Caton-Garcia, who is also a published poet and author, said that what she finds most interesting about poetry is the freedom that poets have to write without the pressure found in other writing styles.

“While all the other writ­ers are freaking out about people not reading anymore, poets aren’t because poets don’t make any money. We’re completely un-impacted by the economy. Nobody expects to make money off of poetry. And while that is certainly sad, on the other hand it’s really lib­erating in a consumer culture. We’re not tied to the dictates of the market — there is no market,” said Caton-Garcia.

It may not be a required class for any degree, but Caton-Garcia said it is a class that will make a difference in the way a person writes and communicates.

“I’m a firm believer in the liberal arts; that people need to be thinking about school always as a place where they become more critical and cre­ative beings. A class should do what this class does — offer students the opportunity to think incredibly hard and to try to access those parts of them­selves that they tend not to talk about,” said Caton-Garcia.

Johnson Y Lucero said that the class definitely made him think hard, which was impor­tant to him. He said that the class made him open up and pay attention to how he was writing.

“It forces you to write in a way you wouldn’t normally. It brings something out that you normally wouldn’t see or find or seek,” said Johnson Y Lucero.

He said that he recom­mends the poetry class to any student who wants to learn about self-expression, writing or communication. He said Caton- Garcia is an incredible instructor.

“I recommend taking any class with Felecia — she’s an amazing person. She’ll definitely push you,” he said.

The Creative Writing Poetry class meets every Wednesday evening in the Michael J. Glennon building at the Westside campus from 6 p.m. to 8:45 p.m. There are ten spots available as of this printing. The class’ CRN is 77105.

“Poetry is not for cow­ards. You have to be impeccably honest with yourself if you want to write good poetry. If you’re willing to be brave, it’s a great class to take,” said Caton-Garcia.

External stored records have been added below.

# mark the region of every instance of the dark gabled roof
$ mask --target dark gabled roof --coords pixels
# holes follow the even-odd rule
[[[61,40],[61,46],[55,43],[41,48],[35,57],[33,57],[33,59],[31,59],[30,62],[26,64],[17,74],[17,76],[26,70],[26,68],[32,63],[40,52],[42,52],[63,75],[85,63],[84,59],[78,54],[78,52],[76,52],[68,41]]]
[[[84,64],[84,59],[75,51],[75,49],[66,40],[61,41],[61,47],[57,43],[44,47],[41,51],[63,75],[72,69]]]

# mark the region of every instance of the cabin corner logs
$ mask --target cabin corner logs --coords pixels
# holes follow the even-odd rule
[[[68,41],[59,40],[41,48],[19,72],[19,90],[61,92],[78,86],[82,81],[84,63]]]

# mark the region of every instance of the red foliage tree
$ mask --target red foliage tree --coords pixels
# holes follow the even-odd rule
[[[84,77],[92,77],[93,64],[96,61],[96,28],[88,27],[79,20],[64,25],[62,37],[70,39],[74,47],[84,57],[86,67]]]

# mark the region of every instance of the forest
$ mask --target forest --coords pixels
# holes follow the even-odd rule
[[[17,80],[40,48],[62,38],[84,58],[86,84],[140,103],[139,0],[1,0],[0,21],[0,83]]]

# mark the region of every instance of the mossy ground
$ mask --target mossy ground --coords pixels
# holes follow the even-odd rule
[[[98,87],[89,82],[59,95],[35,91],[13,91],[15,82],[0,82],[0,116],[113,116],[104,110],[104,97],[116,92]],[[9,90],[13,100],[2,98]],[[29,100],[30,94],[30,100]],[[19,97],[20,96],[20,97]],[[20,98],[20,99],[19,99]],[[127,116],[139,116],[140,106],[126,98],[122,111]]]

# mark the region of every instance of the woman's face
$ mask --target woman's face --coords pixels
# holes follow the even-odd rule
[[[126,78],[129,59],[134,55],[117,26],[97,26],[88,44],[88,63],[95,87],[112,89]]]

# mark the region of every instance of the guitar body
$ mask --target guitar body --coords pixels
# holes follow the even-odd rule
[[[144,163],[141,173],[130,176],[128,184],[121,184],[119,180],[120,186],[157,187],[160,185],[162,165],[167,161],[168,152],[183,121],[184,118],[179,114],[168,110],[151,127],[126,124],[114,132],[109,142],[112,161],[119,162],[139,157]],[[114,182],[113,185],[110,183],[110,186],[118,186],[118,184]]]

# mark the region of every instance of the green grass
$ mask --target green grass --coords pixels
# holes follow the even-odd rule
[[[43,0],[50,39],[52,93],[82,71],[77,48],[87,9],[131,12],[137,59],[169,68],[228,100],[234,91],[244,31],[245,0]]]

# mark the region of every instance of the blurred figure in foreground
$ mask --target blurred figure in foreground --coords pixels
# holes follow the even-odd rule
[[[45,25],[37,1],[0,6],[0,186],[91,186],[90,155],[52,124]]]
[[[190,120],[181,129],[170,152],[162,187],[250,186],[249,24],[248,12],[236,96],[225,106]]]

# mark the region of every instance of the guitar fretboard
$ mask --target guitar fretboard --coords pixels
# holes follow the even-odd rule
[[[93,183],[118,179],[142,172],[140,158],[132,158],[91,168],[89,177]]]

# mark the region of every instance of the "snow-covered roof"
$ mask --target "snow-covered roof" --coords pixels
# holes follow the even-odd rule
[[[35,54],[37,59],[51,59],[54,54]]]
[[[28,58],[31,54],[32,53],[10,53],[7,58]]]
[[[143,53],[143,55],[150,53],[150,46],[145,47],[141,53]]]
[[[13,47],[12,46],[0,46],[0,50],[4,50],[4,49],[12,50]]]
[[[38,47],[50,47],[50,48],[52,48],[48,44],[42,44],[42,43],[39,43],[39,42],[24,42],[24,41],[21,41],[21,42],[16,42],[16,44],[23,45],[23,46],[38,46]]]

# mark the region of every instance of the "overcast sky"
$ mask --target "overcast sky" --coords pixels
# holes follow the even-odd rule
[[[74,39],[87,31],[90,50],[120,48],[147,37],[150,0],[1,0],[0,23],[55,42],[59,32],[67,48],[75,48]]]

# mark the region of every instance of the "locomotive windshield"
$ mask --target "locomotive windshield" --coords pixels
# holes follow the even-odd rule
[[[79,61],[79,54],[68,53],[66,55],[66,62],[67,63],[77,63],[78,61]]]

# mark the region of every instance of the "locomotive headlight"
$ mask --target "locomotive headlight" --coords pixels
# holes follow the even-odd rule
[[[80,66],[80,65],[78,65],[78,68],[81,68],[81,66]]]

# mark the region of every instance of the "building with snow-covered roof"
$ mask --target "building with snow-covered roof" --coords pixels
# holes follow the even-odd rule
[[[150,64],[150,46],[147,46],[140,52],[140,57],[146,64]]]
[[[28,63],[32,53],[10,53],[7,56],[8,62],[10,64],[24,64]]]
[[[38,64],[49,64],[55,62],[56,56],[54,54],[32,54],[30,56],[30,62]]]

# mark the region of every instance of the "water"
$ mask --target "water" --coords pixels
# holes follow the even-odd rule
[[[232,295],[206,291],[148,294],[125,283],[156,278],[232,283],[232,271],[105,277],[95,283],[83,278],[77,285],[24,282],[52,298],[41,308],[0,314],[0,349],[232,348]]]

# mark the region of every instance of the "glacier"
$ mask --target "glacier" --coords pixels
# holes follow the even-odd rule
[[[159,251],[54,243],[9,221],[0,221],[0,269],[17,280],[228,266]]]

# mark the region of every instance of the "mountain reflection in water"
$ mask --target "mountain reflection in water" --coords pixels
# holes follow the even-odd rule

Drought | By: Felicia Caton-Garcia

 Try to remember: things go wrong in spite of it all.

I listen to our daughters singing in the crackling rows

of corn and wonder why I don’t love them more.

They move like dark birds, small mouths open

to the sky and hungry. All afternoon I listen

to the highway and watch clouds push down over the hills.

I remember your legs, heavy with sleep, lying across mine.

I remember when the world was transparent, trembling, all

shattering light. I had to grit my teeth against its brilliance.

It was nothing like this stillness that makes it difficult

to lift my eyes. When I finally do, I see you

carrying the girls over the sharp stones of the creek bed.

When they pull at my clothes and lean against my arms,

I don’t know what to do and do nothing.